People line up for the Oklahoma Land Run in Caldwell, Kansas

In 1893, more than 15,000 people lined up for Oklahoma Land Run in Caldwell, Kansas.

 

The men were compelled to hitch up their horses, and, succumbing to force of numbers, the colonists sadly and wearily advanced to Fort Reno, where they were turned over to the authorities. After being kept in confinement for five days they were released, and told to get back into Kansas as rapidly as possible. Government officials saw that the order was carried out, and then left the colonists to themselves.

 

The men lost no time in making up their minds to organize a second attempt to establish homes for their families, and once more they made the march. A bitter disappointment awaited them, for they found that their cabins had all been destroyed and they had to commence work over again.

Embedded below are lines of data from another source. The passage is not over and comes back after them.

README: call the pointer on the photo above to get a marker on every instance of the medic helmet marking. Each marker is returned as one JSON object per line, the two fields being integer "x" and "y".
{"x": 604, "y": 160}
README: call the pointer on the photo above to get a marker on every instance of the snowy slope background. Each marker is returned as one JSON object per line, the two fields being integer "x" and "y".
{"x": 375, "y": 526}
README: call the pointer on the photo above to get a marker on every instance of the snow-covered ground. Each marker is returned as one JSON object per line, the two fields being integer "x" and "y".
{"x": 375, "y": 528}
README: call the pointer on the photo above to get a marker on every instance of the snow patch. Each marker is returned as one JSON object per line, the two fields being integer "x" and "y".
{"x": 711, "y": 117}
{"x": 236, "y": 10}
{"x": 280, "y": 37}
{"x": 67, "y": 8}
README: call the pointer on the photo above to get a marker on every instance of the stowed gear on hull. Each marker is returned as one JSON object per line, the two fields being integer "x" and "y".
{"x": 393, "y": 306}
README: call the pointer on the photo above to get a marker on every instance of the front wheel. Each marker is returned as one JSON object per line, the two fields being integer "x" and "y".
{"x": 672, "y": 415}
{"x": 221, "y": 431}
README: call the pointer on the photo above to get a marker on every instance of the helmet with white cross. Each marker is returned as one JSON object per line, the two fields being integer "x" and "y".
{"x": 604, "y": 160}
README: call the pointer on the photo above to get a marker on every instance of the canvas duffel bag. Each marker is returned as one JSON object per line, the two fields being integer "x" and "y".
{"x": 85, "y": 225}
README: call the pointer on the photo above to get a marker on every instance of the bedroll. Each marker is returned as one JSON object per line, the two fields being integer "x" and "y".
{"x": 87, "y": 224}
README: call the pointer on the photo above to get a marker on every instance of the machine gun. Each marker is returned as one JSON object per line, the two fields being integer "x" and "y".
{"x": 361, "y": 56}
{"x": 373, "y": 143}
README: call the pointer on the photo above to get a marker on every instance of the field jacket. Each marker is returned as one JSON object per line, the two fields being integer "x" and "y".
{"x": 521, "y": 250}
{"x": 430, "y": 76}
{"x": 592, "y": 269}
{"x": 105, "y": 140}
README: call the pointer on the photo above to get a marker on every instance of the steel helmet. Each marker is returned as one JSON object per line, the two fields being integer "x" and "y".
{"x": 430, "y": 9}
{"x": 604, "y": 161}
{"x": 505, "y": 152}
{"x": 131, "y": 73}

This they did, and they had scarcely got themselves comfortable when another small detachment of troops arrived to turn them out. The men were tied by means of ropes to the tail-ends of wagons, and driven like cattle across the prairie to the military fort. For a third time they conducted an invasion, and for the third time they were attacked by Government troops.

 

A spirit of determination had, however, come over the men in the interval, and an attempt was made to resist the onslaught of the soldiers. The Lieutenant in charge was astonished at the attitude assumed, and did not care to assume the responsibility of ordering his men to fire, as many of the colonists were well armed and were undoubtedly crack shots. He, accordingly, adopted more diplomatic measures, and, by establishing somewhat friendly relations, got into close quarters with the settlers. A rough and tumble fight with fists soon afterwards resulted, and the hard fists and brawny arms of the settlers proved too much for the regulars, who were for the time being driven off.